Thursday, April 21, 2022

Linkwood 10 Year (SMWS 39.229 "A Merry Dance")

 


 The sixth of six drams served at the April outturn tasting for the Scotch Malt Whisky Society ("SMWS") at the Jack Rose Saloon in Adams Morgan, Washington DC. At these events, you sit at a small table and one by one make guesses about the six scotches in front of you: age, type of cask, which distillery (multiple choice, out of five provided), along with a field to write notes. 

Linkwood is a distillery I particularly like. Although I've only had a handful of their bottles, all from independent sources, and only reviewed two of those, I still count myself a fan of their distillate. It's both delicate and rich, with a distinct and flavorful character. Dating to 1821, the distillery stayed in the Brown family for quite some time before passing by share purchase to Innes Cameron, and then to Rodrick Mackenzie after WWII. 

Currently, of course, it's owned by beverage titan Diageo, and is largely funneled into blends like Johnnie Walker and White Horse. Let's check out the official tasting notes:

After eight years in regular ex-bourbon wood we transferred this into an ex-peaty bourbon barrel. The nose combines limestone and chalk, hay barns and dusty shoe boxes; lime marmalade, satsumas and hibiscus tea; bacon and pancakes with maple syrup. Whispers of smoke appear on the palate – lemon bonbons in coal dust, liquorice laces, Tangfastics and apple crumble, oak tannins and plum sauce on crispy duck. The reduced nose – key lime pie, redcurrant jelly, peaches and rosewater; oaked chardonnay and iodine. The reduced palate remains a tongue twerker – fruit and peat in a merry dance – mojitos, crystallised orange, balsa wood, pickled ginger, wasabi and lime.
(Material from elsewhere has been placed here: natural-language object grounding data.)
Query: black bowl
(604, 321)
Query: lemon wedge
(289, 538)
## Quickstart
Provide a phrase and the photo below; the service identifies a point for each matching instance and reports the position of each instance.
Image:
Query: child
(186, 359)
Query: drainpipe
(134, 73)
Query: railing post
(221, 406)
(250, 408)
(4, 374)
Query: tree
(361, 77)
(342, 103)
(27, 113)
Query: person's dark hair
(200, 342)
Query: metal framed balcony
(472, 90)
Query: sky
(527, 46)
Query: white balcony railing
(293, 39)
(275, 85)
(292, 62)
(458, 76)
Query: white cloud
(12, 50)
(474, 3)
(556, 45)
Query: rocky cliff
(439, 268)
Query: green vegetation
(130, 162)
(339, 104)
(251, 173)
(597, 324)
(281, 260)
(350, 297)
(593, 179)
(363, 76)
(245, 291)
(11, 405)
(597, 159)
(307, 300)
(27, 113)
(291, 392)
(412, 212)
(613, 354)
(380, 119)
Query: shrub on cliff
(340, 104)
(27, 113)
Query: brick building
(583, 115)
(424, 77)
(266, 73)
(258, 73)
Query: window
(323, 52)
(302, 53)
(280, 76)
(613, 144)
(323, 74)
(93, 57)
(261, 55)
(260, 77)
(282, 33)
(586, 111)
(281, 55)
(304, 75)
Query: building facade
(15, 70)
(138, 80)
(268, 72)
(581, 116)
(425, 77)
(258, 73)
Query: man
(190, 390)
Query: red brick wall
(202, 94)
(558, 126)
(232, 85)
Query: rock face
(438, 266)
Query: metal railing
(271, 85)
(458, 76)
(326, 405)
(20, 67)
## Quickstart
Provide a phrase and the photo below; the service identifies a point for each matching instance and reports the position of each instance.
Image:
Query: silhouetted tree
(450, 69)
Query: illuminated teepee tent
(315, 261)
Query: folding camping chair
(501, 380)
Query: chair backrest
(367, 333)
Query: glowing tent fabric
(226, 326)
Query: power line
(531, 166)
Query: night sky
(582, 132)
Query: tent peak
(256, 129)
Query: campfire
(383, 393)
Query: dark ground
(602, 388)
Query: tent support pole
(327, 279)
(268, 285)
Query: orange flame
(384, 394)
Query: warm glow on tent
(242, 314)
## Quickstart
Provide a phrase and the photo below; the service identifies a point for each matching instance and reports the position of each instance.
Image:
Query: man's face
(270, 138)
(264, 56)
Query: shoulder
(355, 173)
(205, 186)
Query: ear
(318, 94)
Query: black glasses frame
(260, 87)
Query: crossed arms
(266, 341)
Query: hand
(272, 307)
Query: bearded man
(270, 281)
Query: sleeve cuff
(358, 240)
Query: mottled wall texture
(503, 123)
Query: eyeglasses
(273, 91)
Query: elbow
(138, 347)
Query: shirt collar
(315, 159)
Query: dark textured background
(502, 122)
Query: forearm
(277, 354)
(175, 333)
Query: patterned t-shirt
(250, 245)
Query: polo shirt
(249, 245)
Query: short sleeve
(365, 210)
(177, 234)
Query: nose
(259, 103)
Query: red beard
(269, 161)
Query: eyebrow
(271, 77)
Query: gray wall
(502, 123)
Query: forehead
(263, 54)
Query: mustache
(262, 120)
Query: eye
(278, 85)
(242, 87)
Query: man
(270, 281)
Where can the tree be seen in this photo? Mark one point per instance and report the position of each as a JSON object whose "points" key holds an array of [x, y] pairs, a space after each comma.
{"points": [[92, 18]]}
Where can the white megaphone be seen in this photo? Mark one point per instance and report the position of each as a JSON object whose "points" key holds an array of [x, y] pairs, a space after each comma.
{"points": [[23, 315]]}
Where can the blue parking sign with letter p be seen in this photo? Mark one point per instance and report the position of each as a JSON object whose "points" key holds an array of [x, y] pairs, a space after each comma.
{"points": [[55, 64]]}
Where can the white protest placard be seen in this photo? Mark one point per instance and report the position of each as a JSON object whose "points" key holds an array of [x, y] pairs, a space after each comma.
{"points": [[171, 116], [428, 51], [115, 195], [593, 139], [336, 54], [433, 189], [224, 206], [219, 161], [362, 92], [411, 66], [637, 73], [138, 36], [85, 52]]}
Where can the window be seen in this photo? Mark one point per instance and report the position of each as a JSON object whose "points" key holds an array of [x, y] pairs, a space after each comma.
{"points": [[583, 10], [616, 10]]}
How curious! An extremely uncommon two year finish in a barrel that previously held highly peated whisky. Our host for the evening said that SMWS either doesn't know or won't disclose who made the heavily peated malt, so that's anyone's guess. Bottled at 61.2%, let's go a little hunting:

Nose: It smells like a very old Islay - that is, smoke and peat are present, but in such a faded way that it comes across as quite aged. Surprisingly in a ten year whisky, to say the least. It also recalls Highland Park a bit: floral peat (heather), soft smoke, a grassiness. A bit of chili pepper. Chalk or "minerality." A very faint savory quality. 

With some water, it gets somewhat wacky: soup broth! No kidding. 

Mouthfeel: Medium to full. 

Palate: Pepper and flowers - what a mix! Dark edges of smoke. Something clearly industrial - OK, I'll go with "coal dust." Very faint fruit and oak entwined - dry yellow apples or pears. Jalapeno and leather. A very gentle, soft set of flavors - incredibly subtle - considering the rather chewy mouthfeel. Unusual. Earthy and industrial at its core. Water doesn't change the palate much, just adds that chalk note back in. 

Finish: Chili pepper, smoke, and a flower bouquet. 

Verdict: I was entranced by this. What a way to close the night - it's almost haunting in the ghostly flavors that slowly emerge from the glass one by one, some sweet, some savory, all touched by flowers and pepper. Quite a nice bottle. A strange one, but a good one.